Wer nun einwirft, dass
sich Artikel 18 Grundgesetz dann wohl als Totgeburt erweist, möge Folgendes
bedenken: Man kann den Sinn dieser Bestimmung auch darin sehen, dass sie
letztlich eine zusätzliche Absicherung der darin genannten Grundrechte mit sich
bringt. Zum Beispiel die in Artikel 5 Absatz 1 Grundgesetz positivierten
Grundrechte unterliegen dem Schrankenvorbehalt des Absatzes 2 der genannten
Norm. Artikel 18 Grundgesetz würde nach der auch hier vertretenen Auffassung den einfachen Gesetzgeber daran
hindern, zum Beispiel im Strafrecht einen Entzug der Meinungsfreiheit als
Nebensanktion zu etablieren, was ihm von Artikel 5 Grundgesetz nicht
schlechterdings verwehrt wäre. Die Leichtfertigkeit, mit der Tauber seinen
politischen Antipoden den Knebel vor dem Mund anbringen möchte, wäre somit von der
Verfassung keinesfalls gewollt.
Alexander Wendt, der sich
in seinem Online-Magazin Publico
seinerseits mit den verfassungsjuristischen Inkonsistenzen der Argumentation
des CDU-Politikers befasst, attestiert Tauber, dieser wolle „nicht debattieren,
sondern herumdröhnen“. Meines Erachtens möchte der gebürtige Frankfurter weder
das eine noch das andere.
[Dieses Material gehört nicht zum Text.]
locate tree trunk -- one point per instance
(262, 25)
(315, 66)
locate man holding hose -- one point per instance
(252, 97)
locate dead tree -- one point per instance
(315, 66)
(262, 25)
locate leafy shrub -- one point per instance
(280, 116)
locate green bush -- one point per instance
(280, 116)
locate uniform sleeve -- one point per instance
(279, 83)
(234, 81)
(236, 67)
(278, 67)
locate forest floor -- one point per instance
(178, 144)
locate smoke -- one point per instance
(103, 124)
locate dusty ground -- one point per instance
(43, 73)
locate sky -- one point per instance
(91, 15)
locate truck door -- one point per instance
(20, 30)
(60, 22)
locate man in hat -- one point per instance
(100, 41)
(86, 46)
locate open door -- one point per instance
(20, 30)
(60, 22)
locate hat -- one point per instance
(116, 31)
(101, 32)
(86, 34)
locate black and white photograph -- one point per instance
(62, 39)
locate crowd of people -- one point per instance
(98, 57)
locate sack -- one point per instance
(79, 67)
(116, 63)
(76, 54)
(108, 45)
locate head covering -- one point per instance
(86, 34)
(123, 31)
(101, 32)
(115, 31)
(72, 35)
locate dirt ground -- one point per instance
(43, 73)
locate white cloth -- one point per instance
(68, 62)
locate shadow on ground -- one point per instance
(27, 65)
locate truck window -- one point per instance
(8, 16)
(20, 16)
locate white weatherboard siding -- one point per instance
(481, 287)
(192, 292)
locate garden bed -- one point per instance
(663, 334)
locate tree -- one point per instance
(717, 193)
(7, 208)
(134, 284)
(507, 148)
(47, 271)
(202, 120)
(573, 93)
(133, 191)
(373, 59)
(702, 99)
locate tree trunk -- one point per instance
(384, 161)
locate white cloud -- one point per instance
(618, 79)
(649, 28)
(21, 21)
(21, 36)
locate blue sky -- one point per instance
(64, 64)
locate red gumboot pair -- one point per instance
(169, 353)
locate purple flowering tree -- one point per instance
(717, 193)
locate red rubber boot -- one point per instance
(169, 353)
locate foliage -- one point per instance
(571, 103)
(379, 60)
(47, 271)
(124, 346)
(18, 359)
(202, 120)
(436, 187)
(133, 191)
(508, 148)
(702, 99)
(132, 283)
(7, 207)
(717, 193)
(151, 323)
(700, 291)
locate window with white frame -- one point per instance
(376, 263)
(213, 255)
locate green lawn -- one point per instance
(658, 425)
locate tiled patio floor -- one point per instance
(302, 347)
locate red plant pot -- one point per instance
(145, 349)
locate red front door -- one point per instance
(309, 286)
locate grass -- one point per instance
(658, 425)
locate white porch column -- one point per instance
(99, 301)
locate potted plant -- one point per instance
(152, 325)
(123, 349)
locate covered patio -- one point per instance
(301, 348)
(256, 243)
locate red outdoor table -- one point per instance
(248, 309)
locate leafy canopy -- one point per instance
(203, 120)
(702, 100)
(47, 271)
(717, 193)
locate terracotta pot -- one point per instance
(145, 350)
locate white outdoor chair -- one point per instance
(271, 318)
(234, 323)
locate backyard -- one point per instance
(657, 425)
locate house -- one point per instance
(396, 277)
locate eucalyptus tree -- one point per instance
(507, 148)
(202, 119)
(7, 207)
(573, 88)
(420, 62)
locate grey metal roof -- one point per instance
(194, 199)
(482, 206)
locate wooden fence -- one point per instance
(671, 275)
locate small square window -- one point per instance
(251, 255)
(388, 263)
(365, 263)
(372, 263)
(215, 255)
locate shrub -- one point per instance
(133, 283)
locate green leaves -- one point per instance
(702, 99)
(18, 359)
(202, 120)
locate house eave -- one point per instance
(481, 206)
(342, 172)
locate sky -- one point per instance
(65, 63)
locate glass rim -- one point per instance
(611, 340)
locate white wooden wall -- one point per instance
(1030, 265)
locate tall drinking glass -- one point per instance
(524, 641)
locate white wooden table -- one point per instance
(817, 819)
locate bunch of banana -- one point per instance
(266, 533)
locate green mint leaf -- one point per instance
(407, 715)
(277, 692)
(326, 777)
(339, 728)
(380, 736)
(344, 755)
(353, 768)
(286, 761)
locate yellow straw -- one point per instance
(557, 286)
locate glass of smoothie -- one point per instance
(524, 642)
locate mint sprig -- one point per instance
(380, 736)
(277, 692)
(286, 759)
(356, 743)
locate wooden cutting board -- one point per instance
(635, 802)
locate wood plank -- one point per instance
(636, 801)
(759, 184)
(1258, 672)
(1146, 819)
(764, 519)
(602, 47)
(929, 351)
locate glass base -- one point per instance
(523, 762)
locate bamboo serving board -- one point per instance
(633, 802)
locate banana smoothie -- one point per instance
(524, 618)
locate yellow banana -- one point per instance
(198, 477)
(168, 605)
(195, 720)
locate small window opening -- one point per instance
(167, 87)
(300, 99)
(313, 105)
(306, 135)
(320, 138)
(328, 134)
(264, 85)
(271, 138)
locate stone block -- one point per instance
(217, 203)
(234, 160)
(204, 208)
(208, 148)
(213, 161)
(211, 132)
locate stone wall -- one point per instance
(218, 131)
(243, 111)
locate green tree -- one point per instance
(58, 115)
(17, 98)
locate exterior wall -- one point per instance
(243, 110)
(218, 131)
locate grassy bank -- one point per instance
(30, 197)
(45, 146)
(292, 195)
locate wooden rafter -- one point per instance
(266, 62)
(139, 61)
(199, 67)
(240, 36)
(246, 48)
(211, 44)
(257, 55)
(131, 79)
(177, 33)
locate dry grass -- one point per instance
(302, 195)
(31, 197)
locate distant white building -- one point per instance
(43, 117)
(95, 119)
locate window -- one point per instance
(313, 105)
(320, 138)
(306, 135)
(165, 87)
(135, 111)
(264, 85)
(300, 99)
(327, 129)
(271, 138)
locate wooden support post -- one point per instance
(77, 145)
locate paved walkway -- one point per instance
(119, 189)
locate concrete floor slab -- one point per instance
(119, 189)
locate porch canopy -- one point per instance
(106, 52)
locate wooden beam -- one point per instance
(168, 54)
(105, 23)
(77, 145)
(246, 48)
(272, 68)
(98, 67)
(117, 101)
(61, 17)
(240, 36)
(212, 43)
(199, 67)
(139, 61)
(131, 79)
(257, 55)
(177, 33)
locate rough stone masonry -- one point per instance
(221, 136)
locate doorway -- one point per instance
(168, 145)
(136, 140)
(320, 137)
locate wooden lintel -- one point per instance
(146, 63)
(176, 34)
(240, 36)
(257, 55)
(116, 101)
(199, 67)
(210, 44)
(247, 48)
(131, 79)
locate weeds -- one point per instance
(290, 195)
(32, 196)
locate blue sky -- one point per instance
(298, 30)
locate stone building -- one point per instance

Sein Vorwurf an Hans-Georg Maaßen und die „namenlosen
Wichtigtuer von der Werte-Union“, wonach sich diese über die Integrations- und
Einbindungsfähigkeit der politischen Rechten täuschten, sowie das zeitnahe
Erscheinen einer sekundierenden, von Partei- und Gesinnungsfreund Ruprecht
Polenz verfassten Kolumne auf SPIEGEL-Online sprechen meines Erachtens eher
dafür, dass hier schon einmal für den nach den heurigen Landtagswahlen im Osten
oder nach der Demission Angela Merkels zu erwartenden Ausrichtungskampf
innerhalb der CDU Pflöcke eingeschlagen werden sollen. Politikern, die
scheinbar selbstlos und zweckfrei handeln, sollte man grundsätzlich misstrauen.